The practical implications of the Kone Ruling remain to be seen.  Ultimately, plaintiffs have to prove the causal link between infringement and damage.  Nonetheless, the following considerations come to the fore.

  • The Kone Ruling might result in the following three type of new claims:  (i) claims against the members of cartels for the amounts “overpaid” to third parties who are not members of the cartel (on top of the amounts claimed for the damages directly deriving from the cartel i.e., the same scenario as in Kone); (ii) direct claims against third parties who are not members of the cartel who independently followed the cartel and increased its prices and (iii) claims from the cartel members having suffered an “umbrella action” against the third party who independently followed the cartel and increased its prices (in order to recover from the “umbrella claim”).  Kone is silent re (ii) and (iii), which should be governed by the national laws of the EU Member States.
  • Cartelists might be deterred from applying for leniency given that they now face a new potential liability:  that which derives from the price increases applied by third parties who are not members to the cartel.  In fact, the CJEU expressly disregards this policy argument against accepting “umbrella claims” (see Kone, § 36).
  • The very existence of the Ruling might be perceived as an endorsement by the CJEU of the so-called “umbrella claims”, perhaps influencing the national courts of the EU Member States to give more credibility to these.
  • Whereas the Kone Ruling still leaves in place the requirement of a causal link (see Kone, § 22), by striking down a certain interpretation of that link under Austrian law, the CJEU’s Ruling can be interpreted as bringing a certain de facto harmonization to the law on antitrust torts of the EU Member States.  Consequently, plaintiffs might try to explore which other national rules currently making the success of their actions less likely (e.g., national rules on passing on as a defense) are incompatible with the general principle of effectiveness of EU law.  It should be recalled that the CJEU’s Ruling in Kone constitutes the last step in the Courage-Manfredi case-law of the CJEU, a line of cases which has already de facto harmonised, e.g., that the amount of the damages deriving from a claim for breach of Article 101 TFEU must include the loss of profit (lucrum cessans) plus interest (see C-295/04 to C-298/04 Manfredi, at § 95 and 96).
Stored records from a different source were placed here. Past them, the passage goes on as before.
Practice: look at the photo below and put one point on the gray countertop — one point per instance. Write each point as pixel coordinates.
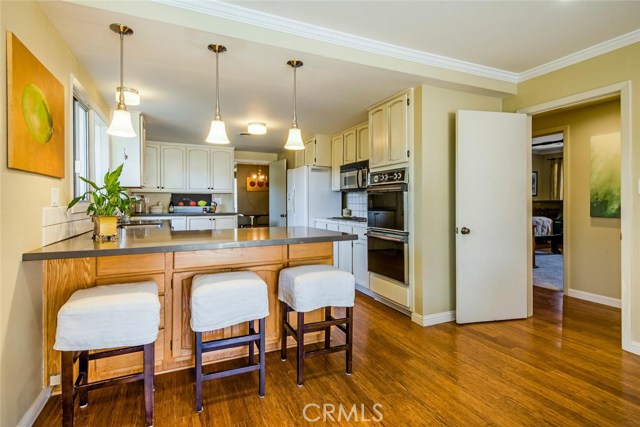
(154, 239)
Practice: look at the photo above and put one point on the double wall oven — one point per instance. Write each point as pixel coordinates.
(387, 228)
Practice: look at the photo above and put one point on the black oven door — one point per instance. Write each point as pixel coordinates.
(388, 255)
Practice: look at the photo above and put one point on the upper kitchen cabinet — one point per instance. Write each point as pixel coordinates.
(389, 131)
(317, 151)
(129, 152)
(210, 169)
(164, 167)
(337, 151)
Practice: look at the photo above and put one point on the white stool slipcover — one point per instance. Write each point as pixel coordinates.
(310, 287)
(224, 299)
(121, 315)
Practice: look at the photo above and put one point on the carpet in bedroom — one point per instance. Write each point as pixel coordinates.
(549, 273)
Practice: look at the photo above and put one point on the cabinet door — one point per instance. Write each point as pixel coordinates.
(200, 223)
(362, 143)
(336, 161)
(225, 223)
(345, 251)
(222, 171)
(360, 266)
(350, 146)
(151, 167)
(397, 133)
(128, 152)
(179, 223)
(332, 226)
(173, 168)
(378, 137)
(198, 178)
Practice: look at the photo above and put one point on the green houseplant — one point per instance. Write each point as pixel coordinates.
(105, 203)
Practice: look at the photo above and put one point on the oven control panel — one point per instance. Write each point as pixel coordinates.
(388, 177)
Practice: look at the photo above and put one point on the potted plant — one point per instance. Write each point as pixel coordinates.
(105, 203)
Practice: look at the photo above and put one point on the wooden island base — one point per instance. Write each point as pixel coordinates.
(173, 272)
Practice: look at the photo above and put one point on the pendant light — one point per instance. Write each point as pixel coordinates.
(121, 122)
(217, 133)
(294, 142)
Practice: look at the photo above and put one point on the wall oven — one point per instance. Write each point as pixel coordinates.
(387, 228)
(353, 176)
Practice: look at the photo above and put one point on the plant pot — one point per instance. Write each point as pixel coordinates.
(105, 227)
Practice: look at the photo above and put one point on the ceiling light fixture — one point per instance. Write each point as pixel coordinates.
(217, 133)
(257, 128)
(121, 122)
(131, 96)
(294, 141)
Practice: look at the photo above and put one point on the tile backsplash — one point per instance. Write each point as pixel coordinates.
(357, 202)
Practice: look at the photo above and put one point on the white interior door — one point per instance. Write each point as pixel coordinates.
(278, 193)
(493, 184)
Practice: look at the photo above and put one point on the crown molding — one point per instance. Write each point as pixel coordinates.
(582, 55)
(313, 32)
(289, 26)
  • One could argue that there is little reason to limit the scope of the principles which underpin the Kone Ruling of the CJEU to Article 101 TFEU.  One could imagine scenarios of “umbrella pricing” arising also in relation to the competitors of a dominant firm who has been found guilty of applying excessive pricing, which, unlike in US antitrust, still constitutes a ground of abuse of dominant position under both EU law and the competition laws of the Member States of the EU.
  • From the perspective of Austrian law, it remains to be seen how the Austrian Supreme Court gives effect to the Kone Ruling.  If Austria suddenly facilitates “umbrella claims” it might perhaps become a new forum of choice for cartel damage claims, to be added to the “usual suspects” of private antitrust litigation in Europe (namely, the UK, Germany and the Netherlands).
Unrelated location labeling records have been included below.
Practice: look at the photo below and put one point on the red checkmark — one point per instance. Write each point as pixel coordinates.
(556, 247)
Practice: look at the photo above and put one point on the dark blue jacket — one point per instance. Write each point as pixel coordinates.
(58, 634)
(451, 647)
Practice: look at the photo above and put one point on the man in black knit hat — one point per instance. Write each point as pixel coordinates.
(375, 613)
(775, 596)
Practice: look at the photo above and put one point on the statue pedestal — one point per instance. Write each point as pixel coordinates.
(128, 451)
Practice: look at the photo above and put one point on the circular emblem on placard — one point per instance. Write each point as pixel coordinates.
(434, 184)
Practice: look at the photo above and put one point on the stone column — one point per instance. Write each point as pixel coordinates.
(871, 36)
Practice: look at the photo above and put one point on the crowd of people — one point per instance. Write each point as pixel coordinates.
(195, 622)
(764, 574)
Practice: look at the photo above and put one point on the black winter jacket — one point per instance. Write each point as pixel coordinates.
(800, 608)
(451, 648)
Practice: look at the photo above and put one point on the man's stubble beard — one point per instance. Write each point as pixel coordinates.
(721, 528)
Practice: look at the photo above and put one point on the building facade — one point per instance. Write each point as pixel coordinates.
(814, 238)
Conventional wisdom would have the European antitrust bar think about EU developments in relation to cartel damage claims in terms of the attempts by the institutions of the EU to legislate in this domain.  Indeed the European Parliament approved on 17 April 2014 the text of a Draft Directive on antitrust damage actions.  However, the Kone Ruling of the CJEU recalls us the importance of direct intervention by the European Courts in this domain.